Nous sommes en quart de finale, cher lecteur, et à l’instant même où tes yeux parcourent ces mots, notre sort face au Cameroun est probablement déjà scellé. Nous sommes soit éliminés, soit demi-finalistes. Le Boualem est ainsi contraint de vous proposer deux chroniques différentes, en se projetant dans les deux cas. Allez directement lire le paragraphe qui correspond à la réalité, l’autre ne vous apportera rien de bon, faites-moi confiance. Allons-y donc sans plus attendre.
Cette semaine, le Boualem vous propose deux chroniques en une : celle de la gloire si nous sommes qualifiés, celle du naufrage si nous sommes éliminés. Choisissez votre réalité, l’autre ne vous apportera rien de bon
Cas numéro 1, nous sommes demi-finalistes. Zakaria Boualem n’a jamais douté, il a su dès le début que cette équipe était vouée à la gloire, promise au titre final, condamnée à l’excellence. Il est clair que nos hésitations, piétinements et autres prestations en demi-teinte n’étaient que des feintes, des ruses pour égarer nos rivaux, et les précipiter dans les bras accueillants de l’arrogance. Pourtant, chacun sait que le Marocain ne se révèle que dans l’adversité. Nous appartenons à la famille des Apiacées, une sorte de cumin humain. Nous pouvons nous montrer empruntés contre l’Iran ou le Canada, mais dès que l’opposition grandit, nous nous sublimons. Après le Cameroun, nous n’aurons devant nous que des géants, et donc, nous serons des colosses.
Cette Coupe d’Afrique est aussi un triomphe organisationnel et sportif, personne n’aurait imaginé pareille fête. Souvenez-vous, il y a quelques années à peine, il suffisait d’une averse pour transformer nos stades en piscines et sortir en mondovision des outils aussi redoutables que la fameuse kerrata, que Dieu la précipite dans les ténèbres de l’oubli. Cette page est tournée, les amis, nous voguons désormais vers les lumières de la félicité, tous portés par le souffle d’un ballon rond, magique, transformé pour l’occasion en vecteur supersonique de turbo-développement, et merci.
Cas numéro 2, nous sommes éliminés, Allah y hfad. Zakaria Boualem le savait depuis le début. Dès les premiers matchs de préparation, il sentait, le bougre, que l’équipe n’était pas en place. Trop de blessés, trop de doutes, trop de changements, trop de stress. Et puis, bien sûr, il y a cette manie de faire taire la moindre critique, la moindre réserve en sortant les yeux et en invoquant le patriotisme, comme s’il y avait des gens plus marocains que d’autres. Du coup, pas de débat, pas de remise en cause, pas de progrès, et le crash dans toute sa splendeur se présente avec l’autorité d’un gendarme à la sortie du péage. L’hubris fracassé par Némésis.

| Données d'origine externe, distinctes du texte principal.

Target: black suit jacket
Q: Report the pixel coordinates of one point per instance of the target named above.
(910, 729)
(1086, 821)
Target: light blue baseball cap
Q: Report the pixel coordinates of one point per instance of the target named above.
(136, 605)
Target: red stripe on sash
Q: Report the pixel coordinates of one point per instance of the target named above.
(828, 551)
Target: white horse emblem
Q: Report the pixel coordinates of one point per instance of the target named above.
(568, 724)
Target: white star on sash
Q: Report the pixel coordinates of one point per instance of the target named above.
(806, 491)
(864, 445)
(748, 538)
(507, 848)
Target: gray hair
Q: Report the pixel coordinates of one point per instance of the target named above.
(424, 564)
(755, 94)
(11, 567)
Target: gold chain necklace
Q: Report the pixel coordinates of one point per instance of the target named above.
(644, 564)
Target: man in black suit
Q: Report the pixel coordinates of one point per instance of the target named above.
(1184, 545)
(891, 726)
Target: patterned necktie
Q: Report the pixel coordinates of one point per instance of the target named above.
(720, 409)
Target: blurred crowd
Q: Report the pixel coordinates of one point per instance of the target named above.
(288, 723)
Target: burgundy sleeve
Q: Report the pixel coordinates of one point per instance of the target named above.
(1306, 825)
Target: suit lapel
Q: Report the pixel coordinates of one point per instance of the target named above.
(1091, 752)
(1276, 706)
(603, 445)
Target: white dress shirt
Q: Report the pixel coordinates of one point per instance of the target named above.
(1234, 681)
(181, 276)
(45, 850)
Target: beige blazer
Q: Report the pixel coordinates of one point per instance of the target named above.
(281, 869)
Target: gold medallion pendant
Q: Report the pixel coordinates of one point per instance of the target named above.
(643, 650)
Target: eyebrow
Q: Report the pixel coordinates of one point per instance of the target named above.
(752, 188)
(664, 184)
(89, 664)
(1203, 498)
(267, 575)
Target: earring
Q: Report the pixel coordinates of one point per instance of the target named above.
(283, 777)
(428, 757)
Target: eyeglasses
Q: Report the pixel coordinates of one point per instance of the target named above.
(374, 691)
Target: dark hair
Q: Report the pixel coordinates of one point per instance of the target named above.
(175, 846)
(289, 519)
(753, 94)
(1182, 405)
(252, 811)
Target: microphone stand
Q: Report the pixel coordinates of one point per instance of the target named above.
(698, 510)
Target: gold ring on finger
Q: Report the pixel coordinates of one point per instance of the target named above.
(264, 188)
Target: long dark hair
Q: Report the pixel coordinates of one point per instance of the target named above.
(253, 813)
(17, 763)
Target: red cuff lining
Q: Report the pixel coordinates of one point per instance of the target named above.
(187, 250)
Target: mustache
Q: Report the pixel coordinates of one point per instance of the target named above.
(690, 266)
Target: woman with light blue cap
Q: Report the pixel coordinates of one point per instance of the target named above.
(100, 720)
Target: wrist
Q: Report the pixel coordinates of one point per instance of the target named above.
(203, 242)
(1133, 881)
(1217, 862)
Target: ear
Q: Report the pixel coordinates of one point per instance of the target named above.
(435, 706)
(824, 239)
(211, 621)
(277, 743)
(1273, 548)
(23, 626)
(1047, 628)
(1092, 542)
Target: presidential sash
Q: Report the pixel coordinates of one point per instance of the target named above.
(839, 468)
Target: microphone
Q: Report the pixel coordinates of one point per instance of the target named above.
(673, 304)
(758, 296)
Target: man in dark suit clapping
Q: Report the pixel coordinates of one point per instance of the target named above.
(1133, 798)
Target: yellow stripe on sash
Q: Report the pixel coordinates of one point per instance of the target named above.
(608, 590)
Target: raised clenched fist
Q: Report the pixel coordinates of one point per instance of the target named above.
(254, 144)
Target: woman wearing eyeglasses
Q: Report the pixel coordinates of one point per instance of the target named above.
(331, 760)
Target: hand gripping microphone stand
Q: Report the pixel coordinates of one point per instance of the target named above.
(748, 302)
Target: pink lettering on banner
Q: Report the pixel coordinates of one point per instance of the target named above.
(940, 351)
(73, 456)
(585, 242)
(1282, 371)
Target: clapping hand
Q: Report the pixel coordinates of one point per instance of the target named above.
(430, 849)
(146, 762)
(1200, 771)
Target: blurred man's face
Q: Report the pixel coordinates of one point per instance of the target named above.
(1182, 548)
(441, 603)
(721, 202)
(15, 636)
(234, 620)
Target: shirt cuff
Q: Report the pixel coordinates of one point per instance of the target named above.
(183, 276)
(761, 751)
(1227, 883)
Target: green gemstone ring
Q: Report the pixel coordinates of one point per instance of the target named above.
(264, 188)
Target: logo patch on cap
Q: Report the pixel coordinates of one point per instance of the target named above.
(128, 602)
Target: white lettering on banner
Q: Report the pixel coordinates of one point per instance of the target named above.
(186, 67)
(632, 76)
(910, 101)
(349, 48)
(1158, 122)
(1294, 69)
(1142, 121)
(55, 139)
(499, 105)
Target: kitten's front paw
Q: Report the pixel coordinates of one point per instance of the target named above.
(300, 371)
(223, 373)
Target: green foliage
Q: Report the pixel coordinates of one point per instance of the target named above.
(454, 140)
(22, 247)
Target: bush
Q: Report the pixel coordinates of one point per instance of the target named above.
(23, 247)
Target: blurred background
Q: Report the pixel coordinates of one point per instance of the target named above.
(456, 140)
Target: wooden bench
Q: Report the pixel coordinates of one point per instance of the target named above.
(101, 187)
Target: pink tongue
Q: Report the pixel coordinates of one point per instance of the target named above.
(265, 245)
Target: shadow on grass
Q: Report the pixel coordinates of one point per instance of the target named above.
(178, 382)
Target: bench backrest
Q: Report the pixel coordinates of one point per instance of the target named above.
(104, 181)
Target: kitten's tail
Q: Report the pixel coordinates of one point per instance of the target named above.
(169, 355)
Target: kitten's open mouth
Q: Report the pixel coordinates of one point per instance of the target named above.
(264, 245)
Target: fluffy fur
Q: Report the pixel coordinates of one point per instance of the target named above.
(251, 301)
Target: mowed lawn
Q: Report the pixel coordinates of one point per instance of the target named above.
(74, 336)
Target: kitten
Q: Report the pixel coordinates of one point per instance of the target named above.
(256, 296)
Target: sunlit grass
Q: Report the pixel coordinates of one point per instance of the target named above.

“Ils ont transformé les matchs du mountakhab en happening people (notre élite vient vérifier son statut et le projeter au reste du monde à coup de stories) et ils s’étonnent de ne pas trouver de ferveur populaire”
Et, en prime, cette étrange habitude d’accuser le public, comme s’il y était pour quelque chose. Ils ont transformé les matchs du mountakhab en happening people, notre élite vient vérifier son statut et le projeter au reste du monde à coup de stories, et ils s’étonnent de ne pas trouver de ferveur populaire. Et puis, il faut le dire, on ne peut pas compter sur un sport, par définition soumis à l’incertitude, pour assurer le développement d’un pays. On ne peut pas demander à des jeunes hommes de vingt ans de garantir une victoire pour rentabiliser des investissements, c’est une attitude puérile.
Dernière chose avant de vous quitter. Dites-vous bien qu’on peut facilement passer d’un paragraphe à l’autre. Ils sont pourtant opposés, ils ne se rejoignent que dans la mauvaise foi. Mais la bascule est aisée : il suffit d’un mauvais rebond, d’un coup de vent, d’une caméra mal placée, d’un joueur victime d’une poussière dans l’œil ou d’un autre aux lacets défaits, ce genre de petites choses. Je vous laisse méditer là-dessus, c’est tout pour la semaine, et merci.